Hunting Heritage Foundation Celebrates 75 Years of Wildlife Restoration

   09.12.12

Hunting Heritage Foundation Celebrates 75 Years of Wildlife Restoration

2012 marks the 75th anniversary of the passage of the Pittman-Robertson Act, otherwise known as the Wildlife Restoration Act.  All the abundant wildlife we enjoy today would not be here but for this congressional act passed in 1937.

Senator A. Willis Robertson of Virginia, along with other leaders in the early stages of America’s great conservation movement, had the foresight and vision to create a funding mechanism that has been at the heart of Alabama’s and every other state’s programs to bring back wildlife populations.  In the 1920s and early ‘30s, most game species were nearly extinct.  There were few hunting laws or regulations, and year-round, mostly unregulated hunting had taken its toll.  Sharecropper cabins dotted the landscape every 40 acres or so and, to the starving inhabitants, a deer taken by torchlight in February was meat for the table.  Six or eight young turkeys killed with one shot from a blind at the end of a corn-filled trench in June were that many frying-size birds for the table.

The impact of this year-round, practically unregulated and widely distributed wanton slaughter combined with habitat loss and market hunting to meet demands for meat, fur, and feathers led to virtual decimation of many species.

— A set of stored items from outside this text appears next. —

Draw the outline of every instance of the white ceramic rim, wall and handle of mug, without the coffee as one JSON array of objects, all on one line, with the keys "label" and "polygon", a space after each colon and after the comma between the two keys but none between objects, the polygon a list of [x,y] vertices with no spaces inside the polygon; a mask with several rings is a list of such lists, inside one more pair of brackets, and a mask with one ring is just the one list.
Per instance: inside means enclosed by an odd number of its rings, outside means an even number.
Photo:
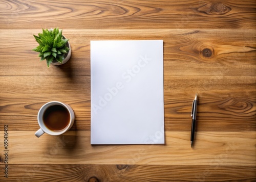
[{"label": "white ceramic rim, wall and handle of mug, without the coffee", "polygon": [[[43,118],[44,118],[45,111],[51,106],[62,106],[64,108],[66,108],[67,111],[69,112],[70,121],[69,121],[68,125],[59,131],[52,131],[44,123]],[[67,103],[63,103],[63,102],[59,102],[59,101],[51,101],[51,102],[46,103],[44,106],[42,106],[40,108],[38,115],[37,115],[37,121],[40,126],[40,129],[38,129],[36,131],[36,133],[35,133],[36,137],[40,137],[44,133],[47,133],[49,135],[61,135],[65,132],[67,132],[73,126],[74,121],[75,121],[75,114],[74,114],[74,111],[72,110],[72,108],[69,105],[67,105]]]}]

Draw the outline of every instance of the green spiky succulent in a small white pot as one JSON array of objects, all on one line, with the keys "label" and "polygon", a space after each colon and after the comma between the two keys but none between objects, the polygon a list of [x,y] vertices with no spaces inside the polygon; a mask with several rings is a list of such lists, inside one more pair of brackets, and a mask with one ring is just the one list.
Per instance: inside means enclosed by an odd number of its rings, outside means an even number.
[{"label": "green spiky succulent in a small white pot", "polygon": [[48,68],[50,64],[61,65],[70,59],[69,39],[62,36],[62,30],[59,31],[58,28],[54,30],[42,29],[42,33],[33,36],[39,45],[32,50],[39,53],[40,61],[46,60]]}]

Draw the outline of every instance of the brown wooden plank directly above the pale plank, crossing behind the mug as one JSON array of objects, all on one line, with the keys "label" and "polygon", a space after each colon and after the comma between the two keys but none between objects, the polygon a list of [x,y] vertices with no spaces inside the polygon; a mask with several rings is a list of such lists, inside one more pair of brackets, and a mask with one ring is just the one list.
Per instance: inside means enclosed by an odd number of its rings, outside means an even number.
[{"label": "brown wooden plank directly above the pale plank, crossing behind the mug", "polygon": [[[165,77],[165,131],[190,131],[191,90],[199,95],[197,131],[256,131],[255,82],[254,76]],[[40,107],[57,100],[73,108],[72,130],[90,130],[89,76],[0,76],[0,83],[0,128],[36,131]]]}]

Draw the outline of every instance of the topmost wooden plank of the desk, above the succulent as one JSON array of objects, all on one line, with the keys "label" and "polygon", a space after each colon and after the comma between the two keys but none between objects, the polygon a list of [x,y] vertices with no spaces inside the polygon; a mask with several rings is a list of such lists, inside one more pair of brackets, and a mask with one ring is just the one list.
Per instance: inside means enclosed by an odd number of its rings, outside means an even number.
[{"label": "topmost wooden plank of the desk, above the succulent", "polygon": [[255,7],[253,0],[3,1],[0,29],[254,29]]}]

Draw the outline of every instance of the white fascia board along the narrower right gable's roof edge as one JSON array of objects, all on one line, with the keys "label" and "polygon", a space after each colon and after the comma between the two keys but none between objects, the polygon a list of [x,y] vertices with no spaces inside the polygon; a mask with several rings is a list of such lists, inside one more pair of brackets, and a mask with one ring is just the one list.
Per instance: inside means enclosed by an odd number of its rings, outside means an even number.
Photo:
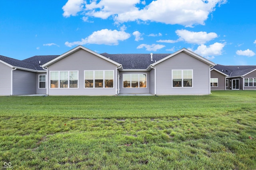
[{"label": "white fascia board along the narrower right gable's roof edge", "polygon": [[209,66],[215,66],[216,65],[215,63],[213,63],[213,62],[205,59],[204,57],[201,57],[200,55],[197,55],[196,53],[193,53],[192,51],[189,51],[188,49],[185,49],[185,48],[180,49],[179,51],[176,51],[175,53],[172,53],[171,55],[168,55],[167,57],[164,57],[163,59],[161,59],[161,60],[159,60],[156,63],[153,63],[151,65],[154,66],[158,63],[161,63],[162,61],[165,61],[166,59],[169,59],[170,57],[173,57],[174,55],[177,55],[178,53],[181,53],[181,52],[184,52],[184,53],[190,55],[191,57],[194,57],[194,58],[208,64]]}]

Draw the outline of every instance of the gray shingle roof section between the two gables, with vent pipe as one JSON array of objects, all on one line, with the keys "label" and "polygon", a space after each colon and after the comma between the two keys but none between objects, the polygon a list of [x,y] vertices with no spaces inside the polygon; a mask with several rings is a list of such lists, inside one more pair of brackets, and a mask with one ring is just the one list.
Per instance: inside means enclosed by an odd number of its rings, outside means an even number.
[{"label": "gray shingle roof section between the two gables, with vent pipe", "polygon": [[170,54],[153,54],[153,61],[150,61],[150,54],[100,54],[117,63],[122,64],[124,69],[146,69],[150,64],[159,61]]}]

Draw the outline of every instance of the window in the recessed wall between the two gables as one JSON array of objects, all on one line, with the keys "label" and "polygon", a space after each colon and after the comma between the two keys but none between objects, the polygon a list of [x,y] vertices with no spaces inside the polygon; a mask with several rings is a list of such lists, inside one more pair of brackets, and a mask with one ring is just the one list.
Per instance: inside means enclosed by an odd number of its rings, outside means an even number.
[{"label": "window in the recessed wall between the two gables", "polygon": [[123,74],[124,88],[146,88],[147,74]]}]

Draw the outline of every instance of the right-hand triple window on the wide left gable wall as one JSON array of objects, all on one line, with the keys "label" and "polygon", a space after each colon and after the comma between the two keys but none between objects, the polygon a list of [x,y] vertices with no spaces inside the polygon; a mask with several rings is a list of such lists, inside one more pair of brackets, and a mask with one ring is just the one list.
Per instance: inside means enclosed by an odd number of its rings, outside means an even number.
[{"label": "right-hand triple window on the wide left gable wall", "polygon": [[114,70],[84,71],[84,88],[114,88]]}]

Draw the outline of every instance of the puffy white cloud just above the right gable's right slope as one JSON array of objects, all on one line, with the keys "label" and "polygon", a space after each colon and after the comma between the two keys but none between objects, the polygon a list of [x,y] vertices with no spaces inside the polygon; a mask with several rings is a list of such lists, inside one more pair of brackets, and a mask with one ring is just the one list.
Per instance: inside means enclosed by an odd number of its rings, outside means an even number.
[{"label": "puffy white cloud just above the right gable's right slope", "polygon": [[206,58],[209,58],[209,56],[222,55],[222,50],[225,45],[225,43],[214,43],[207,47],[206,45],[202,44],[198,46],[194,53]]}]

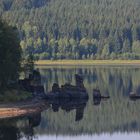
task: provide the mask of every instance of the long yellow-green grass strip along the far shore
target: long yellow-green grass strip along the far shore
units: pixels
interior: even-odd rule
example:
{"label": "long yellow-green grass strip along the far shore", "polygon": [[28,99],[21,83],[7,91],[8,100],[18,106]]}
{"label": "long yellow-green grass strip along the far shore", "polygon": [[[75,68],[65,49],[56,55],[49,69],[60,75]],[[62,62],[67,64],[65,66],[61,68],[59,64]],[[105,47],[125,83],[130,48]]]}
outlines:
{"label": "long yellow-green grass strip along the far shore", "polygon": [[36,65],[140,65],[140,60],[39,60]]}

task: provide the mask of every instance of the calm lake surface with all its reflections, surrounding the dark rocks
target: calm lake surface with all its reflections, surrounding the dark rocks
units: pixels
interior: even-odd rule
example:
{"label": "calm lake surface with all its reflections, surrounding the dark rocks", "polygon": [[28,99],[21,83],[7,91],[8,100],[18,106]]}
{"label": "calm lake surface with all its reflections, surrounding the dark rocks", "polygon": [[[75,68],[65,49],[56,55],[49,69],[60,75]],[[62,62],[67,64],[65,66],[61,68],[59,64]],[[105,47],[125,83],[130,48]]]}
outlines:
{"label": "calm lake surface with all its reflections, surrounding the dark rocks", "polygon": [[[140,138],[140,101],[129,93],[140,93],[138,67],[40,67],[46,93],[53,83],[75,84],[81,74],[89,94],[86,101],[56,102],[41,114],[2,120],[0,140],[130,140]],[[99,88],[111,99],[94,105],[92,93]]]}

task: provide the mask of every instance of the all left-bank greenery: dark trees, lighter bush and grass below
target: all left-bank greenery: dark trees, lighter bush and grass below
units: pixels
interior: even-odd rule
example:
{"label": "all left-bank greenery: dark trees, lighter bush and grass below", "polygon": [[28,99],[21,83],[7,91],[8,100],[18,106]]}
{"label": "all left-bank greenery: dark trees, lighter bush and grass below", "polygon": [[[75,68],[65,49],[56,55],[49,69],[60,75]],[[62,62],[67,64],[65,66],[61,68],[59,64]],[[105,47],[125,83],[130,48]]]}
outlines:
{"label": "all left-bank greenery: dark trees, lighter bush and grass below", "polygon": [[0,20],[0,103],[25,100],[32,97],[19,84],[21,75],[28,76],[34,68],[32,55],[22,57],[20,38],[16,27]]}

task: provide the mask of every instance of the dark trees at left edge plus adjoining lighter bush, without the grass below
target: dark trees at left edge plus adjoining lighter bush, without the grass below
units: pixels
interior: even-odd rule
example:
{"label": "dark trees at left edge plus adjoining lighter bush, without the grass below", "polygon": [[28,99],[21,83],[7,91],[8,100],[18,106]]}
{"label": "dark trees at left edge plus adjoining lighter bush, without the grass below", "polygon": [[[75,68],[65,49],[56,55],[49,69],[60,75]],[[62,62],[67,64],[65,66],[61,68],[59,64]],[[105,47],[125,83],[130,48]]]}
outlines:
{"label": "dark trees at left edge plus adjoining lighter bush, without the grass below", "polygon": [[18,29],[0,19],[0,89],[15,88],[20,75],[28,77],[32,73],[33,55],[24,58],[22,54]]}

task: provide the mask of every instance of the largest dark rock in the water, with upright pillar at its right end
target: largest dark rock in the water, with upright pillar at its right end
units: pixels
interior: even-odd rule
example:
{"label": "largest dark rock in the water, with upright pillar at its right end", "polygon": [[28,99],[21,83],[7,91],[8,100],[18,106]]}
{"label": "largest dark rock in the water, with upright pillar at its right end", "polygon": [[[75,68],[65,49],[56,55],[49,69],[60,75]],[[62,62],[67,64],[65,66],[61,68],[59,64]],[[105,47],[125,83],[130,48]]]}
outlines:
{"label": "largest dark rock in the water, with upright pillar at its right end", "polygon": [[76,86],[66,83],[59,88],[59,85],[54,83],[52,91],[46,96],[48,99],[88,99],[88,93],[83,84],[83,78],[75,75]]}

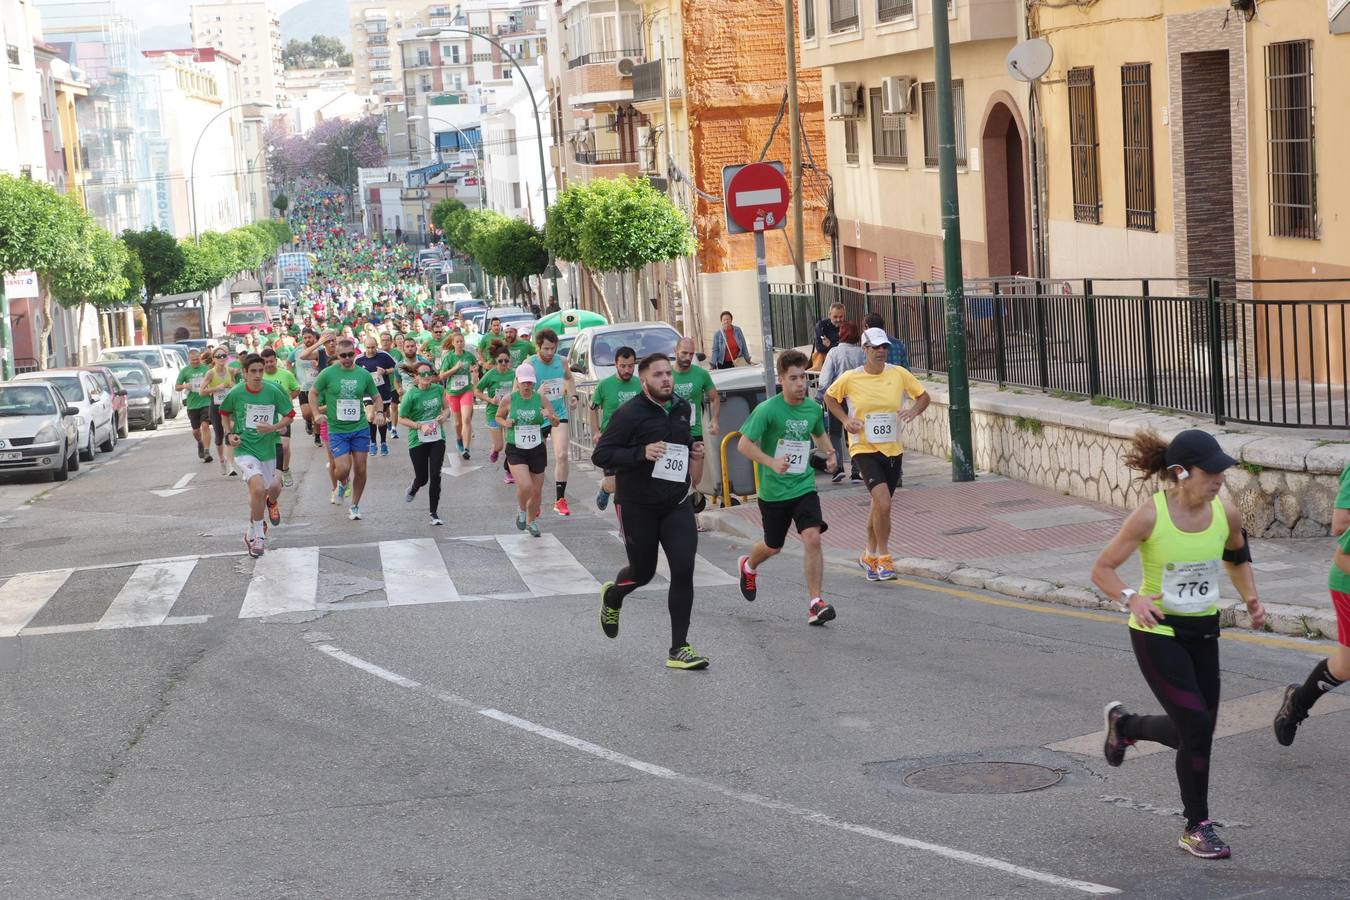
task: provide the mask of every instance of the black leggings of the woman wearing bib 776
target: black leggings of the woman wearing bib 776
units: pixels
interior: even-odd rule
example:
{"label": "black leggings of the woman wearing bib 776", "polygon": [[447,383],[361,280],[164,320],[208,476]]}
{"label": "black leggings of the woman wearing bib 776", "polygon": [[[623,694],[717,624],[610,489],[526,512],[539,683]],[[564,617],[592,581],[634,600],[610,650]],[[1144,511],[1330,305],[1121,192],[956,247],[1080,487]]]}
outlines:
{"label": "black leggings of the woman wearing bib 776", "polygon": [[[1168,623],[1174,623],[1172,617]],[[1177,627],[1177,637],[1130,629],[1130,644],[1143,680],[1166,715],[1127,715],[1120,734],[1131,741],[1153,741],[1177,752],[1177,784],[1187,827],[1210,818],[1210,749],[1219,714],[1219,622]],[[1199,622],[1197,622],[1199,625]]]}

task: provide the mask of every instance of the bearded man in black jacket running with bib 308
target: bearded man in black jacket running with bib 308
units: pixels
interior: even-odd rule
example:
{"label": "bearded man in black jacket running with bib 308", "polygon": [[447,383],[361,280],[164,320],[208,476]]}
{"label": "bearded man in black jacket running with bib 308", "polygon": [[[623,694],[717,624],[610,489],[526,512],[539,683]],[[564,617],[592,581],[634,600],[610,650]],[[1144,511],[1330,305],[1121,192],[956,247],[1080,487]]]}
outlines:
{"label": "bearded man in black jacket running with bib 308", "polygon": [[605,426],[591,461],[616,470],[614,509],[624,529],[628,565],[599,590],[599,626],[618,637],[624,598],[656,575],[656,555],[666,551],[671,587],[672,669],[706,669],[707,657],[688,644],[694,607],[694,555],[698,526],[690,499],[690,460],[703,457],[703,443],[690,434],[690,406],[675,394],[671,360],[652,354],[637,366],[643,393],[628,401]]}

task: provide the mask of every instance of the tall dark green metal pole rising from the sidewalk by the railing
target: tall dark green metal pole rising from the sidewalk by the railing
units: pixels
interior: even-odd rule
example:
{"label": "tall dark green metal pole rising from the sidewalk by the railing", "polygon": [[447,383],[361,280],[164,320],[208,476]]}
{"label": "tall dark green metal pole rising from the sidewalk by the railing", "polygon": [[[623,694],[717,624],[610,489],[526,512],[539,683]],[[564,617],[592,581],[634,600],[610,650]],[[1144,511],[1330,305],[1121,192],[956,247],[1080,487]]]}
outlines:
{"label": "tall dark green metal pole rising from the sidewalk by the railing", "polygon": [[961,278],[961,204],[956,193],[956,119],[952,109],[952,43],[946,0],[933,0],[933,69],[937,82],[938,185],[942,197],[942,275],[946,289],[948,425],[952,480],[975,480],[971,381],[965,371],[965,283]]}

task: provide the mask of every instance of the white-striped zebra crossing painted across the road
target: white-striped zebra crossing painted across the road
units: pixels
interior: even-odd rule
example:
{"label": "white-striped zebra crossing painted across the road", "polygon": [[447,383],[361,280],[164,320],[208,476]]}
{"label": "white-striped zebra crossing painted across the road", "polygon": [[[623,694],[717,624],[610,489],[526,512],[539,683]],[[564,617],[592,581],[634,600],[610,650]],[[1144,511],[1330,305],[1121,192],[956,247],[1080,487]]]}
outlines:
{"label": "white-striped zebra crossing painted across the road", "polygon": [[[622,564],[620,533],[575,536],[571,541],[585,563],[556,534],[536,538],[510,533],[275,548],[256,560],[231,552],[20,572],[0,579],[0,638],[262,619],[285,613],[594,595],[601,579],[613,578]],[[483,572],[500,576],[498,588],[516,590],[475,590],[470,583],[481,584]],[[331,599],[336,595],[325,590],[325,579],[333,578],[359,582],[363,599]],[[85,583],[78,584],[81,580]],[[668,580],[662,556],[656,579],[644,591],[664,591]],[[120,586],[103,587],[108,583]],[[112,599],[97,599],[92,584]],[[734,576],[703,556],[695,559],[695,587],[729,584],[736,584]]]}

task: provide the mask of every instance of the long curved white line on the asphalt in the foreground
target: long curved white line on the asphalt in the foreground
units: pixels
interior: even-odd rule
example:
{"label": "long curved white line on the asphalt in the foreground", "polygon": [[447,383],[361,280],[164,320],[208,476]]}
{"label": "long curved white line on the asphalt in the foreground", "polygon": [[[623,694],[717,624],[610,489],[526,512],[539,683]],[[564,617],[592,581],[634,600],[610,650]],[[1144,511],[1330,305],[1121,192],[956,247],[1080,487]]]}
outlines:
{"label": "long curved white line on the asphalt in the foreground", "polygon": [[1017,876],[1019,878],[1025,878],[1029,881],[1038,881],[1041,884],[1053,885],[1056,888],[1066,888],[1091,895],[1120,893],[1118,888],[1112,888],[1110,885],[1095,884],[1092,881],[1080,881],[1077,878],[1069,878],[1049,872],[1041,872],[1038,869],[1029,869],[1026,866],[1019,866],[1017,864],[1007,862],[1004,860],[986,857],[977,853],[969,853],[967,850],[957,850],[956,847],[942,846],[941,843],[932,843],[929,841],[907,838],[905,835],[892,834],[890,831],[883,831],[880,828],[873,828],[871,826],[857,824],[853,822],[846,822],[844,819],[837,819],[829,814],[819,812],[817,810],[810,810],[806,807],[794,806],[783,800],[775,800],[772,797],[760,793],[751,793],[749,791],[737,791],[736,788],[729,788],[716,781],[709,781],[707,779],[699,779],[690,775],[683,775],[682,772],[667,769],[666,766],[655,765],[652,762],[644,762],[643,760],[637,760],[624,753],[618,753],[617,750],[610,750],[609,748],[599,746],[598,743],[591,743],[590,741],[583,741],[582,738],[575,738],[570,734],[555,731],[554,729],[537,725],[535,722],[531,722],[529,719],[521,719],[518,716],[510,715],[509,712],[502,712],[501,710],[479,708],[477,703],[473,703],[466,698],[450,694],[447,691],[440,691],[436,688],[427,687],[420,681],[414,681],[413,679],[398,675],[397,672],[390,672],[389,669],[379,667],[374,663],[370,663],[367,660],[363,660],[358,656],[352,656],[351,653],[347,653],[342,648],[333,646],[331,644],[315,644],[313,646],[319,652],[325,653],[327,656],[340,663],[358,668],[363,672],[367,672],[369,675],[374,675],[375,677],[383,679],[385,681],[389,681],[392,684],[397,684],[401,688],[429,694],[452,706],[475,710],[478,715],[482,715],[485,718],[501,722],[502,725],[509,725],[514,729],[520,729],[521,731],[535,734],[548,741],[562,743],[563,746],[572,748],[574,750],[579,750],[582,753],[594,756],[608,762],[626,766],[629,769],[633,769],[634,772],[641,772],[643,775],[649,775],[652,777],[663,779],[666,781],[675,781],[686,787],[698,788],[701,791],[716,793],[728,797],[730,800],[737,800],[740,803],[745,803],[749,806],[760,807],[763,810],[782,812],[788,816],[810,822],[811,824],[821,824],[828,828],[834,828],[836,831],[846,831],[849,834],[856,834],[864,838],[872,838],[873,841],[894,843],[896,846],[907,847],[910,850],[930,853],[934,855],[944,857],[946,860],[952,860],[954,862],[964,862],[967,865],[994,869],[996,872],[1003,872],[1006,874]]}

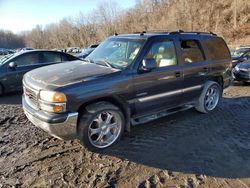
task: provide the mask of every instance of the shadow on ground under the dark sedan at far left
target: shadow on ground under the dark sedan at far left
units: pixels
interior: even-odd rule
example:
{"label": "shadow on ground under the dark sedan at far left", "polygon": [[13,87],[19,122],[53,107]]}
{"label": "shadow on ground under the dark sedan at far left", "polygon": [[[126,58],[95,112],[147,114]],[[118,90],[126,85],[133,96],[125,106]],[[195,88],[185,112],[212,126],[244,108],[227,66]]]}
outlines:
{"label": "shadow on ground under the dark sedan at far left", "polygon": [[13,92],[0,96],[0,105],[20,105],[22,104],[22,92]]}

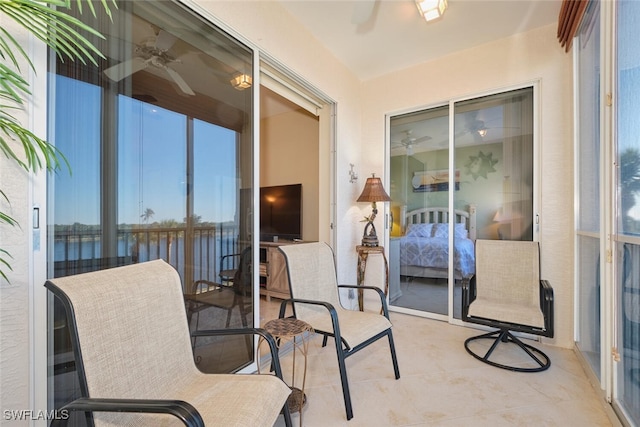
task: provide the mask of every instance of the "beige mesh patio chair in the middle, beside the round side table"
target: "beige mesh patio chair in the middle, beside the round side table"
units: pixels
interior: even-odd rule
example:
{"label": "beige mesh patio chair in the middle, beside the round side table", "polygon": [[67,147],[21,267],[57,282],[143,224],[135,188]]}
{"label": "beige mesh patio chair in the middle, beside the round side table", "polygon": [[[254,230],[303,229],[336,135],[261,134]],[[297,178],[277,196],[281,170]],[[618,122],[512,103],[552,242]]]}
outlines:
{"label": "beige mesh patio chair in the middle, beside the round side table", "polygon": [[[333,251],[325,243],[296,243],[280,246],[279,249],[287,262],[291,290],[291,299],[282,301],[279,317],[284,317],[287,305],[292,304],[293,317],[307,322],[316,333],[323,335],[323,347],[328,337],[335,339],[342,394],[347,419],[350,420],[353,418],[353,408],[345,366],[347,357],[387,337],[395,378],[400,378],[385,295],[373,286],[338,286]],[[382,314],[343,308],[338,288],[377,292]]]}

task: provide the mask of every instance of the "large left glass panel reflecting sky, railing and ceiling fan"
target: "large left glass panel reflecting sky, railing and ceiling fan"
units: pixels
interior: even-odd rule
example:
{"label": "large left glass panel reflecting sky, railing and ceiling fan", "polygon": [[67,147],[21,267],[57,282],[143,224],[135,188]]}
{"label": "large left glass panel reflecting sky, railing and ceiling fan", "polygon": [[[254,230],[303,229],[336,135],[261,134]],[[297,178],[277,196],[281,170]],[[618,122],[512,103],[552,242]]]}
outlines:
{"label": "large left glass panel reflecting sky, railing and ceiling fan", "polygon": [[[240,291],[220,277],[223,259],[240,273],[249,266],[239,254],[251,259],[240,199],[251,210],[252,52],[177,3],[113,12],[99,17],[106,40],[94,42],[107,59],[98,68],[54,61],[50,70],[49,140],[72,173],[49,181],[49,274],[164,259],[186,294],[230,287],[233,298],[216,304],[187,300],[192,329],[253,326],[252,284]],[[78,397],[60,308],[52,298],[51,408]],[[194,357],[202,371],[232,372],[254,360],[247,344],[198,339]]]}

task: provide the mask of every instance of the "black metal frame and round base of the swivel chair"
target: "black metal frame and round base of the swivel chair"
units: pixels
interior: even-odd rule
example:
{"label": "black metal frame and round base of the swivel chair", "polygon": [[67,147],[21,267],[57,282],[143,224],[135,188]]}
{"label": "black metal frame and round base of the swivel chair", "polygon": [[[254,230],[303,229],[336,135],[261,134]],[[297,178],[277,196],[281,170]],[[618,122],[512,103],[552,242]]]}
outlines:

Robertson’s plan, with the support of prominent hunters, and the arms and ammunition industry, was to dedicate an 11% excise tax on guns and ammo, collected federally at the manufacturers’ level, to wildlife management.  This “new money” was apportioned to the states to foster the emerging work of wildlife management on a 3:1 matching basis.  Three federal dollars were made available to match each dollar of state hunting license revenue for work on approved wildlife restoration projects.

Wildlife biology was an emerging profession, and little scientific research or knowledge related to wildlife existed.  The challenges were great.  Habitat work was needed.  States had to adopt and enforce effective hunting laws and regulations.  Massive educational campaigns were necessary to shift public sentiment from wanton waste to wise use.

The first hunting laws in Alabama had been passed by Senator John Wallace from Huntsville.  In the next session of the legislature, 66 of Alabama’s 67 counties were exempted by local legislation, leaving only Wallace’s home county of Madison affected.  But Wallace and others did not give up easily, and slowly public sentiment shifted toward conservation of natural resources. Through the cooperative efforts of hunters, landowners and wildlife professionals (biologists and conservation enforcement officers alike) huntable populations of deer, turkey, and other wildlife were restored to the landscape.

This is a huge conservation success story of which we can all be very proud.  11% of every dollar spent for hunting arms or ammunition has been put to good use by the states in restoring and sustaining the resource base that supports millions of man-days of recreational hunting and billions of dollars of related economic impact every year.